Si inizia a far luce sulle cause della morte di Valentina Milluzzo, la 32enne di Palagonia (Catania) morta il 16 ottobre all'ospedale «Cannizzaro» di Catania dopo i due gemellini che portava in grembo alla 19esima settimana di gravidanza procurata con la procreazione assistita in un'altra struttura. La commissione inviata dal ministero della Salute, formata da due ispettori, un Nas e due tecnici della Regione siciliana, non avrebbe rilevato irregolarità sulla gestione dell'emergenza da parte dei medici del reparto di Ostetricia e Ginecologia del nosocomio etneo. Gli ispettori stanno mettendo nero su bianco la loro relazione, al termine della quale il quadro su quanto accaduto sarà più completo. Dovranno consegnarla al ministero a inizio settimana.
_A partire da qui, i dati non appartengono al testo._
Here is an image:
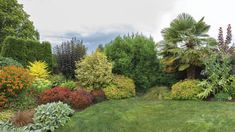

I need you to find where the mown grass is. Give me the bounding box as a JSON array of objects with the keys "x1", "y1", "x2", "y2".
[{"x1": 57, "y1": 98, "x2": 235, "y2": 132}]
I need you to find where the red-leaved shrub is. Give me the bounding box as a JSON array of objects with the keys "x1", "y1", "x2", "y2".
[
  {"x1": 91, "y1": 89, "x2": 106, "y2": 103},
  {"x1": 69, "y1": 89, "x2": 93, "y2": 109},
  {"x1": 38, "y1": 87, "x2": 71, "y2": 104}
]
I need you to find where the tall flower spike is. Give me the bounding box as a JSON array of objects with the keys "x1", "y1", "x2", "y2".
[
  {"x1": 218, "y1": 27, "x2": 224, "y2": 50},
  {"x1": 225, "y1": 24, "x2": 232, "y2": 46}
]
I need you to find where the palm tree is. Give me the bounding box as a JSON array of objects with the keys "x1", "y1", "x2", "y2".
[{"x1": 161, "y1": 13, "x2": 216, "y2": 78}]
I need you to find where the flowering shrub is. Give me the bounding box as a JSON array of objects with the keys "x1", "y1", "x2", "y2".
[
  {"x1": 0, "y1": 66, "x2": 33, "y2": 97},
  {"x1": 28, "y1": 61, "x2": 49, "y2": 78},
  {"x1": 69, "y1": 89, "x2": 93, "y2": 109},
  {"x1": 38, "y1": 87, "x2": 71, "y2": 104},
  {"x1": 32, "y1": 78, "x2": 52, "y2": 92}
]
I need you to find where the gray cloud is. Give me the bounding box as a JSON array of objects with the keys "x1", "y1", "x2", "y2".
[{"x1": 41, "y1": 25, "x2": 136, "y2": 53}]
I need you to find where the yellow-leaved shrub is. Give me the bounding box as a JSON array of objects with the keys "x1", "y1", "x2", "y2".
[{"x1": 28, "y1": 61, "x2": 49, "y2": 79}]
Intanto la procura di Catania, che ha iscritto sul registro degli indagati per omicidio colposo plurimo quale atto dovuto i dodici medici del reparto, sta indagando sull'intero periodo di degenza della giovane impiegata di banca, in tutto 17 giorni, per comprendere se siano state commesse negligenze o omissioni riguardo ai controlli che si sarebbero dovuti espletare dal momento che Valentina ha fatto ingresso in ospedale il 29 settembre ed è stata ricoverata a causa di minacce d'aborto riscontrate dal medico che l'aveva in cura.
«Dobbiamo capire ha detto il procuratore capo, Carmelo Zuccaro - se l'epilogo infausto sia da ascrivere o meno a comportamenti concreti dei medici nella vigilanza sulla paziente e i nascituri». L'obiezione di coscienza del medico di turno, su cui puntano i familiari di Valentina, che continuano a ribadire che il dottore non abbia voluto estrarre i feti dalla mamma in quanto erano vivi, non sembrerebbe essere il punto su cui battono gli inquirenti.
«Chiedevamo di liberare Valentina, che soffriva troppo e urlava hanno detto i familiari ma il medico ci ha risposto che non poteva intervenire finchè i cuoricini battevano».
L'Azienda ospedaliera «Cannizzaro», specificando come quello di Valentina non fosse un caso in cui sia applicabile l'obiezione di coscienza perché non si trattava di un'interruzione volontaria di gravidanza, ma fisiologica, ha sottolineato come l'espulsione del secondo feto sia stata indotta dal medico somministrando alla 32enne l'ossitocina.
«I fatti, dunque hanno detto il direttore generale Angelo Pellicanò e Paolo Scollo, direttore di Ginecologia e Ostetricia - dimostrano che il medico ha fatto ciò che doveva». L'ospedale ha aperto un'indagine interna e parla di Cid, coagulazione intravascolare disseminata, e di sepsi con crisi emorragica quale possibile causa della morte.